Professor Matthew Fontaine Maury, whose scientific labors in the Hydrographical Office, Washington, earned for him eminent rank among savants, and were of inestimable benefit to the commerce of the world, died at Lexington, Va., February 1st, aged 67 years. At the time of his death he was Professor of Physics in the Virginia Military Institute. He was author of a "Treatise on Navigation," of a "Physical Geography of the Seas," of "Letters on the Amazon and Atlantic Slopes of South America," and other works.

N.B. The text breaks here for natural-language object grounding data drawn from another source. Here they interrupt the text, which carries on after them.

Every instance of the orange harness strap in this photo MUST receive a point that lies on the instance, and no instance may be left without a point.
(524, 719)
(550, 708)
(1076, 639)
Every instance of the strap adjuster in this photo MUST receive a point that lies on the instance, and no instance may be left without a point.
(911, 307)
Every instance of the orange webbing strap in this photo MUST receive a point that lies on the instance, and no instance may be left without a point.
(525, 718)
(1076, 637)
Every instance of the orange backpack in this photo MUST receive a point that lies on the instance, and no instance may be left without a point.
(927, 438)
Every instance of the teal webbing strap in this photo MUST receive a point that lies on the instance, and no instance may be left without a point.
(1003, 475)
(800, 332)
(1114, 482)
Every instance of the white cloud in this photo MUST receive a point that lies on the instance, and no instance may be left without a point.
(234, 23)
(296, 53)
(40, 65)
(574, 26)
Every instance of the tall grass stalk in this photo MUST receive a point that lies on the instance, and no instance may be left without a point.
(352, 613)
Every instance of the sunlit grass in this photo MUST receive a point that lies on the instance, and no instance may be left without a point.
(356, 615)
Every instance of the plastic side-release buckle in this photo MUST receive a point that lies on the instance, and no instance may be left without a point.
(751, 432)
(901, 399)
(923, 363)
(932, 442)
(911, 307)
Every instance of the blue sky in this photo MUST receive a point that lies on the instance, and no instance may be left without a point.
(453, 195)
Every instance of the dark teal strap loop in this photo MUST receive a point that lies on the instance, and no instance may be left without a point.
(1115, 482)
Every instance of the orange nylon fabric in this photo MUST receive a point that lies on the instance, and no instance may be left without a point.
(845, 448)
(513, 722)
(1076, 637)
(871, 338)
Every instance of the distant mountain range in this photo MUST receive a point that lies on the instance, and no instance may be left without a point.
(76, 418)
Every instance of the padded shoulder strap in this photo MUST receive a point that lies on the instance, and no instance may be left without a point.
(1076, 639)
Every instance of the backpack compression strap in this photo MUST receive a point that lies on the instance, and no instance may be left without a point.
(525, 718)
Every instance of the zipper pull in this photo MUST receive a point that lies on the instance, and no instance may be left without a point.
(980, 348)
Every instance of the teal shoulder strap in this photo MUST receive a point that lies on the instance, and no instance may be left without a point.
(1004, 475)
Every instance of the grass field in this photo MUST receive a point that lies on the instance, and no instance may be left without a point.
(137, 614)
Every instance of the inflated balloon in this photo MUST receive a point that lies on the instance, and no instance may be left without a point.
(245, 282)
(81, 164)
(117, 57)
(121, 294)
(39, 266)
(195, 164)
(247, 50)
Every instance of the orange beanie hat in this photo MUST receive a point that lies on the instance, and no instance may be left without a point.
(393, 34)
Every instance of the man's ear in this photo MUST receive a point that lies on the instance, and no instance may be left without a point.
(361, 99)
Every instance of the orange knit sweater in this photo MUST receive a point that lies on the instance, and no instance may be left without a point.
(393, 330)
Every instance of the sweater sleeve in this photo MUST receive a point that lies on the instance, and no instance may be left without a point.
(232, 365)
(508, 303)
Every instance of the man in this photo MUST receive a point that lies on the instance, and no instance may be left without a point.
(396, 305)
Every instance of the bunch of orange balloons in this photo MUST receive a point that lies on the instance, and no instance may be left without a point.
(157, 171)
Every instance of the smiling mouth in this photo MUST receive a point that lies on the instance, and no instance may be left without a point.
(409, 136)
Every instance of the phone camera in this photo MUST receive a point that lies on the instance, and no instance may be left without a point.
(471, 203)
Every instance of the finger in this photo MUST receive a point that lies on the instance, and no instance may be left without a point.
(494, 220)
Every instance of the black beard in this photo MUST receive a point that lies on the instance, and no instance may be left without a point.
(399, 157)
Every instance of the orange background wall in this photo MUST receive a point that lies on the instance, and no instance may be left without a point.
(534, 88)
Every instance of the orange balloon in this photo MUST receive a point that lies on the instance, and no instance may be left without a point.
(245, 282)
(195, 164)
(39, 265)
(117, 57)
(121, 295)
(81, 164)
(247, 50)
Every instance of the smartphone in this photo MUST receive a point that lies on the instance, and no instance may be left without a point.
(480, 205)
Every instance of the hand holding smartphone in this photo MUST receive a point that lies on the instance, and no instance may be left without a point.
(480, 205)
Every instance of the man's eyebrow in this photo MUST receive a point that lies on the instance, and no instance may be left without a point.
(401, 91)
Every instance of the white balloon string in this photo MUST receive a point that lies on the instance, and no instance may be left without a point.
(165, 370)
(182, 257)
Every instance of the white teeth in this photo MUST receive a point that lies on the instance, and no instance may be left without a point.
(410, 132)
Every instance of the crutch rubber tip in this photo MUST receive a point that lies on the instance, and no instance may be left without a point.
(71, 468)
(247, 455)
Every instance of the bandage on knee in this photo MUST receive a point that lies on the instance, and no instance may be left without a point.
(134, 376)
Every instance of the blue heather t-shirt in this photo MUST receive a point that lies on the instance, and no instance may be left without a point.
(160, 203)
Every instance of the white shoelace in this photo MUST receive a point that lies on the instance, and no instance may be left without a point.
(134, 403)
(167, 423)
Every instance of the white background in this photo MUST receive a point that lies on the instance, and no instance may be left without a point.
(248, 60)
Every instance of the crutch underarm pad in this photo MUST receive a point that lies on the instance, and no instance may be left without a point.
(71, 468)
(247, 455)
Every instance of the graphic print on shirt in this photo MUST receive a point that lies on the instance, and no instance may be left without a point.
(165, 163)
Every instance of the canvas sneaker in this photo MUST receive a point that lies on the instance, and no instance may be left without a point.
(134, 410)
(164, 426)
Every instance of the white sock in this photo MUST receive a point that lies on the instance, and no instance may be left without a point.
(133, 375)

The eminent French naturalist Felix Archimede Pouchet died December 6, 1872, at Rouen, in the 73d year of his age. He is best known to fame by his researches into the question of spontaneous generation, on which he held the affirmative side. He was a very voluminous writer, his principal works being on "Spontaneous Ovulation," and "The Organs of Digestion, Circulation, and Respiration." He was educated for a physician, and was for a long time professor in the Rouen School of Medicine.

The Rev. Adam Sedgwick, LL.D., F.R.S., F.G.S., Professor of Geology in the University of Cambridge, England, died January 27th, aged about 90 years. He long stood in the foremost rank of men of science in England, and was, both alone and with the assistance of Sir R. Murchison, the author of several works on geology. His first acknowledged publication appeared in 1822, and treated of the physical structure of the Devonshire and Cornish formations. In 1851 he was awarded the Wollaston Palladium Medal for researches into the geological structure of the British Isles, the Alps, and the Rhenish provinces. Two years before his death he resigned his professorship at Cambridge, but to the last took a warm interest in the progress of science.